APA/TOBIAS STEINMAURER

Wahl-Wiener Gatzmaga freut sich aufs Wettlesen in Klagenfurt

17. Juni 2022 · Lesedauer 3 min

Vor zwölf Jahren ist der gebürtige Düsseldorfer Clemens Bruno Gatzmaga aufgrund einer Job-Anfrage nach Wien gekommen. Mit einem Freund betreibt er hier ein Ausstellungsbüro und fühlt sich auch sehr wohl. Ist er gekommen, um zu bleiben? "Meine 18 Monate alte Tochter ist jedenfalls Wienerin. Sie wurde hier geboren", strahlt er. Zumindest halb eingemeindet ist auch er schon: Beim Österreichischen Buchpreis kam er in die Debüt-Endrunde. Nun tritt er um den Bachmann-Preis an.

Sein im Februar 2021 erschienener Debütroman "Jacob träumt nicht mehr" gab einen Einblick in die gestresste und getriebene Welt von Marketing- und Werbebranche, in der junge Menschen zwischen Aufträgen und Terminen verglühen. Teilweise sei die Geschichte durchaus aus eigenem Erleben gespeist, gibt Gatzmaga im Gespräch mit der APA zu. Der ausgebildete Literaturwissenschafter hat in einer Digitalagentur als Werbetexter gearbeitet. "Das hat lange Spaß gemacht. Irgendwann nicht mehr. Da war es wichtig, durchzupusten."

In die Phase der Neuorientierung kam auch die Romanidee. Mit knapper Hauptsatz-Sprache und dem Einbeziehen vieler eigener Erfahrungen wurde die Geschichte des Workaholic Jacob ein schlüssiges und intensives Ganzes und in Zeiten der geschlossenen Buchhandlungen über Social Media Resonanz zum Debüterfolg. "Schreiben nimmt immer mehr Raum ein", sagt der 37-Jährige, der seine Masterarbeit "Zur Poetik des Traums bei Franz Kafka und Sigmund Freud" schrieb. Doch Storytelling betreibt er derzeit vor allem in seinem 2018 mit Julian Oppmann gegründeten Ausstellungsbüro "Machen". "Bei uns trifft Museumspraxis auf Digitalexpertise. Wir bieten Lösungen in Zeiten des kommunikativen Umbruchs", wirbt das Büro, das als Vorzeige-Projekt auf den Auftrag zum Relaunch des Borusseums, des Vereinsmuseums von Borussia Dortmund, verweisen kann. Mit Fans und Verein wurde dafür ein 120-seitiges Ausstellungsdrehbuch entwickelt, das nach einem detaillierten "Matchplan" umgesetzt wird.

Als literarischer Autor werde er weiterarbeiten, ist er sicher. "Es gibt ein Heft mit vier, fünf Romanideen. Mit Ideen bin ich immer recht schnell. Die wirkliche Arbeit ist das Umsetzen." In Klagenfurt werde er aber keinen Romanauszug, sondern eine geschlossene Geschichte lesen, erzählt Gatzmaga. "Der Text ist aus mir rausgepurzelt.
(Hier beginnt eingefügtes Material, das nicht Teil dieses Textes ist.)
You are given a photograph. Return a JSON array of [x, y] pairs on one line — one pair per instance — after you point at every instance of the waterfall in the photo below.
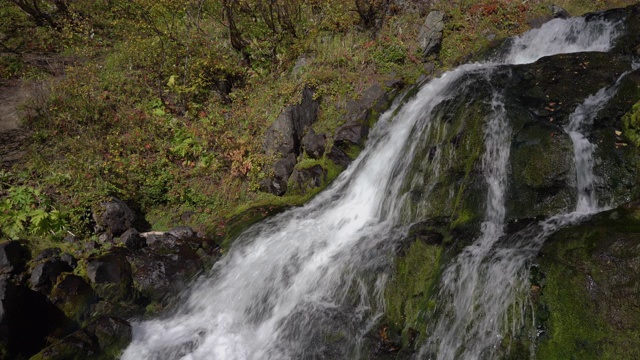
[[308, 283]]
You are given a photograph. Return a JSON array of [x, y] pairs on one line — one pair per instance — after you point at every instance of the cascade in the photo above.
[[309, 282]]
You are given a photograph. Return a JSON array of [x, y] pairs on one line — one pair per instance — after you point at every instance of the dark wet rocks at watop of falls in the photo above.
[[56, 306], [427, 245], [490, 213]]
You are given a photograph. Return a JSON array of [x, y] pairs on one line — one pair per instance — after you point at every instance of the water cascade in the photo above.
[[309, 283]]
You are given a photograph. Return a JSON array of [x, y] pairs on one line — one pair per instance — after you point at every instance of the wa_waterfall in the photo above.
[[291, 281]]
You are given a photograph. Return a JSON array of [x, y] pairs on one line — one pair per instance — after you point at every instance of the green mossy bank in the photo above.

Ich hatte gleich das Gefühl, das könnte ein Bachmann-Text sein." Bald nach dem Auswerfen des Köders hat Jurorin Brigitte Schwens-Harrant angebissen.
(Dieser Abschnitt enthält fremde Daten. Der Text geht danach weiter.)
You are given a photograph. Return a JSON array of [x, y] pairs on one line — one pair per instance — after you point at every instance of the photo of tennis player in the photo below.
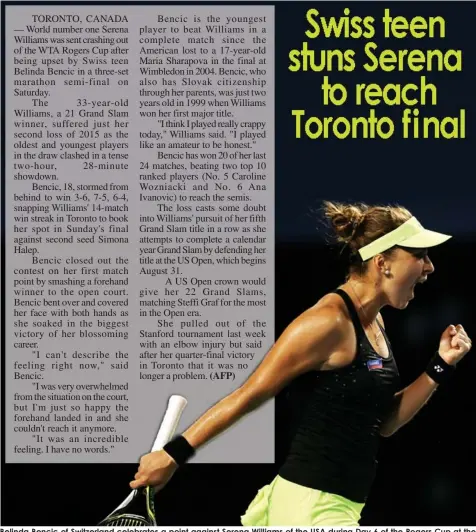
[[356, 396]]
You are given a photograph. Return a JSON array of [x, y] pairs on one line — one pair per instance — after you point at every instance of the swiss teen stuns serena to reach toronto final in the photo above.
[[356, 395]]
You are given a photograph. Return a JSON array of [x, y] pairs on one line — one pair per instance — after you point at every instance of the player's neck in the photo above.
[[366, 297]]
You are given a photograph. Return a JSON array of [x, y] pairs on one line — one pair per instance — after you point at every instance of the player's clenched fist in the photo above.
[[454, 344], [155, 469]]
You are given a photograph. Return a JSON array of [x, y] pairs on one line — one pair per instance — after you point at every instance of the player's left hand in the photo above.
[[454, 344]]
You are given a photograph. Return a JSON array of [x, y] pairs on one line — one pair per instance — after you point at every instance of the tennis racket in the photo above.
[[138, 508]]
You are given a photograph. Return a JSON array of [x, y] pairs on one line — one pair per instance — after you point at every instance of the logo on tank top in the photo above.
[[374, 364]]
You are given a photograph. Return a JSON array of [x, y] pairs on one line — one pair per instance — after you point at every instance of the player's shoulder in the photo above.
[[329, 317]]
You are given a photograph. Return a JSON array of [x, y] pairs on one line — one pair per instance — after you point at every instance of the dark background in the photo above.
[[426, 470]]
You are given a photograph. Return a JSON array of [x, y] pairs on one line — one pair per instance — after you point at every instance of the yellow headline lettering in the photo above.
[[347, 27], [408, 94], [413, 60], [399, 27]]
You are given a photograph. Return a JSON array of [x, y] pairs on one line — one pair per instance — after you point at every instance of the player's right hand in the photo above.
[[155, 469]]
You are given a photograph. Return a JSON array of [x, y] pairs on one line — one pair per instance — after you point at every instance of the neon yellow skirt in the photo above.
[[283, 503]]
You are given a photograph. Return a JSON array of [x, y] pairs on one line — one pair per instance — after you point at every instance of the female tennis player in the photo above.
[[356, 395]]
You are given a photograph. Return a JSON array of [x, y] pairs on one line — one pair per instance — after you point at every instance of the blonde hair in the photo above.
[[356, 225]]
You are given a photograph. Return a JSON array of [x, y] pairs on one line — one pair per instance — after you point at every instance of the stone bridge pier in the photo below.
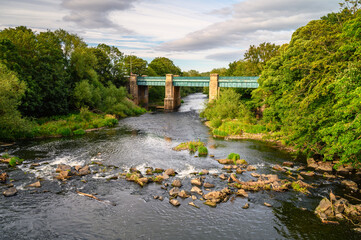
[[140, 93], [172, 98], [213, 87]]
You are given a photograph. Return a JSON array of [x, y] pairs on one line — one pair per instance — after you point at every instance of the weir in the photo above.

Das Sprachbild ist nicht zufällig gewählt: Das Klagenfurter Autorenvideo zeigt Clemens Bruno Gatzmaga in voller Anglermontur, mal auf einer Wien-Fluss-Brücke, mal in den Öffis, mal an einem Teich und schließlich auf einer Parkbank genüsslich eine Sardinendose öffnend. "Humor kann helfen - hoffentlich", begründet er die Wahl seines Sujets und gibt zu: "Ich liebe es zu angeln." Meist geht er jedoch in Schleswig-Holstein auf Hechte und Barsche. Und deutlich mehr als im Wiener Donaukanal im Trüben zu fischen lachen ihn die blauen Gewässer der österreichischen Seen an.

Da sollte sich doch ein Sprung in den Wörther See ausgehen? "Ich war noch nie in Klagenfurt und freu mich total auf die Stadt", versichert der Autor und Kurator. "Ich freue mich auch sehr darauf, viele Autorinnen und Autoren kennenzulernen." Und es wirkt, als freue er sich auch darauf, seinen Text vorzutragen. "Der Text steckt voller Leben und hat einen bestimmten Rhythmus. Wenn man sich darauf einlassen kann, macht es richtig Spaß!" Viel Vorfreude also. Und welcher Spruch fällt dem ehemaligen Werbetexter auf die Schnelle für seinen eigenen Klagenfurt-Auftritt ein? "Alle schauen auf die ganz großen und die ganz kleinen Fische. Die besten sind aber die mittelgroßen."